Frequently Asked Questions (FAQ) about Mixed Air Temperature

Q1: Why can't I just average the outdoor and return air temperatures?

A: You can only use a simple average if the outdoor airflow and return airflow volumes are exactly equal. In most HVAC systems, these volumes are different, requiring a weighted average based on airflow rates to accurately determine the mixed air temperature.

Q2: What units should I use for temperature and airflow?

A: Our mixed air temp calculator supports both Celsius (°C) and Fahrenheit (°F) for temperature, and CFM, m³/s, or L/s for airflow. Choose the units that are most convenient for your data. The calculator will handle internal conversions.

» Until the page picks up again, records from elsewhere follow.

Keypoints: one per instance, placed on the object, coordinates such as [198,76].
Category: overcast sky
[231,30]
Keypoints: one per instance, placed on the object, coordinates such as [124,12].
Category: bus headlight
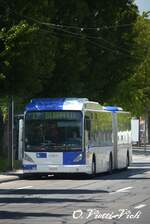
[78,158]
[28,158]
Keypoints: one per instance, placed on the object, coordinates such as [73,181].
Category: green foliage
[66,48]
[135,91]
[3,164]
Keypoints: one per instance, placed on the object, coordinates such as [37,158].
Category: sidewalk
[10,176]
[139,155]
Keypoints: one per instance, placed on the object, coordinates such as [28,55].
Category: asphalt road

Q3: What if I only know the outdoor air percentage, not the airflow volumes?

A: If you know the total supply airflow and the outdoor air percentage, you can derive the outdoor airflow and return airflow. For example, if total airflow is 10,000 CFM and outdoor air is 20%, then OAF = 2,000 CFM and RAF = 8,000 CFM.

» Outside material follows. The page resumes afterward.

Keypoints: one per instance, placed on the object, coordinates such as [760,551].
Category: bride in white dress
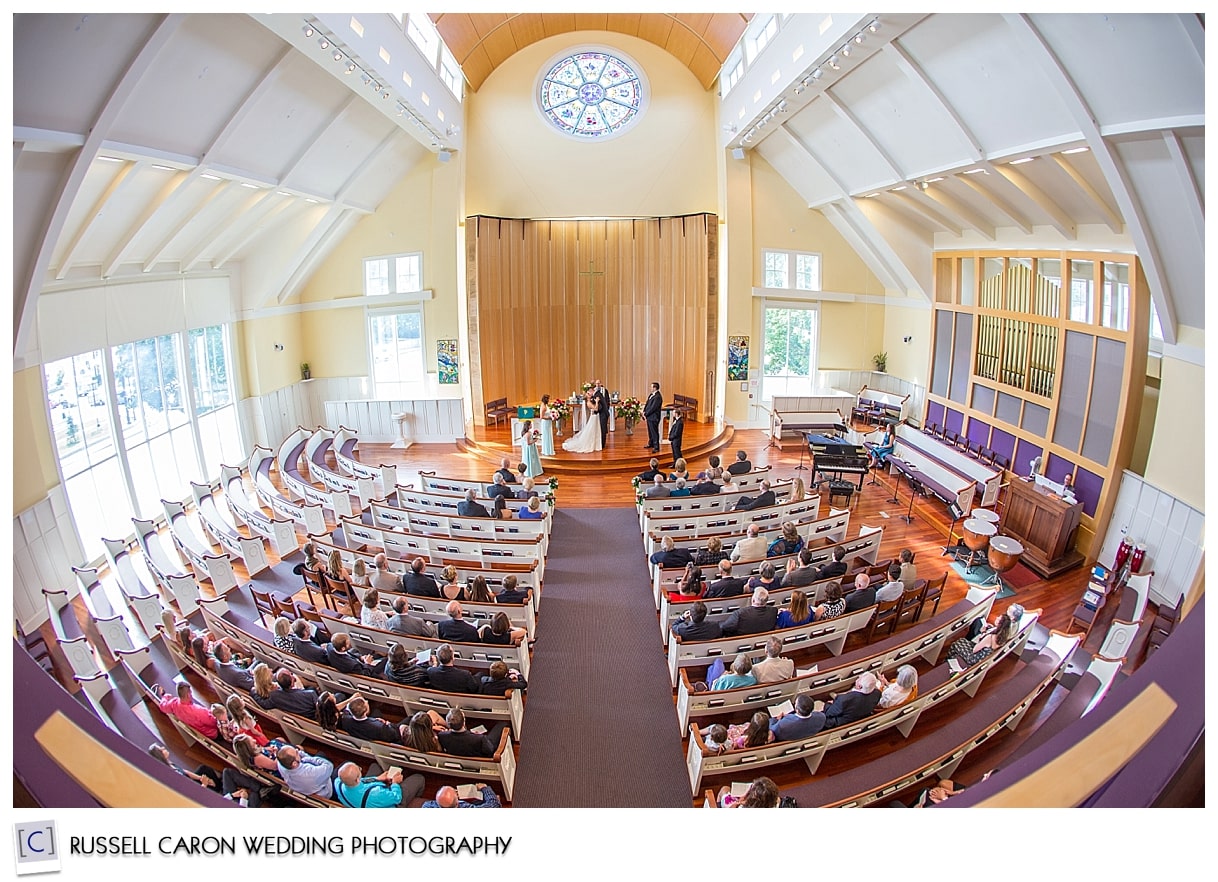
[587,440]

Q4: Can this calculator be used for heat recovery systems?

A: While this calculator determines the mixed air temperature *before* any heat recovery, it doesn't account for the heat transfer efficiency of a heat recovery ventilator (HRV) or energy recovery ventilator (ERV). For that, you would need a more specialized AHU design guide or calculator that includes heat recovery effectiveness.

Q5: What are typical ranges for outdoor and return air temperatures?

A: Outdoor air temperatures can vary widely based on climate, from -40°F (-40°C) to over 120°F (50°C). Return air temperatures are usually kept within comfort zones, typically 68-75°F (20-24°C).

Q6: Why is the mixed air temperature important for HVAC systems?

A: The mixed air temperature is crucial because it directly dictates the heating or cooling load on the system's coils. A higher mixed air temperature requires more cooling, while a lower one requires more heating, significantly impacting energy efficiency and operating costs.

Q7: What happens if I enter zero for outdoor airflow?

A: If outdoor airflow is zero, the mixed air temperature will be equal to the return air temperature, as no outdoor air is being introduced. This represents a fully recirculating system.

Q8: What happens if I enter zero for return airflow?

A: If return airflow is zero, the mixed air temperature will be equal to the outdoor air temperature, as the system is operating with 100% outdoor air. This is common in certain industrial applications or economizer modes.